SCJ summarizes the highlights here:
- “The projected point at which the combined Trust Funds will be exhausted comes in 2033 – three years sooner than projected last year. At that time, there will be sufficient non-interest income coming in to pay about 75 percent of scheduled benefits.” (www.ssa.gov Monday, April 3, 2012, Press Release)
- “The projected actuarial deficit over the 75-year long-range period is 2.67 percent of taxable payroll — 0.44 percentage point larger than in last year’s report.” (www.ssa.gov Monday, April 3, 2012, Press Release)
- “Over the 75-year period, the Trust Funds would require additional revenue equivalent to $8.6 trillion in present value dollars to pay all scheduled benefits.” (www.ssa.gov Monday, April 3, 2012, Press Release)
- Assets of the combined Social Security and Disability Trust Funds increased by $69 billion in 2011 to a total of $2.7 trillion. This means that the principal in the Trust Funds continues to increase.
- One hundred and fifty-eight (158) million people paid payroll taxes in 2011.
- “Social Security paid benefits of $725 billion in calendar year 2011. There were about 55 million beneficiaries at the end of the calendar year.” (www.ssa.gov Monday, April 3, 2012, Press Release)
- The cost of administering the Social Security and Disability programs in 2011 was a low 0.9% of total expenditures.
- The combined Trust Funds (Social Security and Disability) earned interest at the rate of 4.4% in 2011.
Can Social Security Survive?
Although the 2011 Trustees Report indicates the Trust Funds will be exhausted three years earlier than projected in last year’s report, Social Security for senior citizens and the disabled will only be in financial danger if Congress chooses to ignore the viable options for keeping it safe.

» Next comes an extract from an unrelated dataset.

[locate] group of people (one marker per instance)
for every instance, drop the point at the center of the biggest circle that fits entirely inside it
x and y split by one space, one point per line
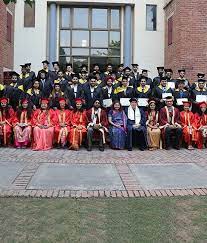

Senior Citizen Journal reported in numerous articles last year the solution to ensuring the stability of the Social Security and Disability programs. There is currently a ‘ceiling’ on taxable wages; payroll taxes stop when the ceiling is reached. In 2012, the ceiling is $110,100. Take a look at the Wikipedia example here. The heart of the issue is this:
“A person with $110,000 of gross income in 2010 incurred Social Security tax of $6,621.60 (resulting in an effective rate of approximately 6% – the rate was lower because the income was more than the 2010 “wage base”, see below), with $6,621.60 paid by the employer. A person who earned a million dollars in wages paid the same $6,621.60 in Social Security tax (resulting in an effective rate of approximately 0.66%), with similar employer matching.” (Wikipedia) (emphasis added by editor)
The answer is simple, Seniors. The payroll tax ceiling needs to be eliminated. Let’s be fair about taxes and not expect middle-class working Americans to continue to carry the tax burden. We need to elect representatives to Congress who will pledge to eliminate the payroll tax ceiling. Ask the right questions. Be sure to vote next November.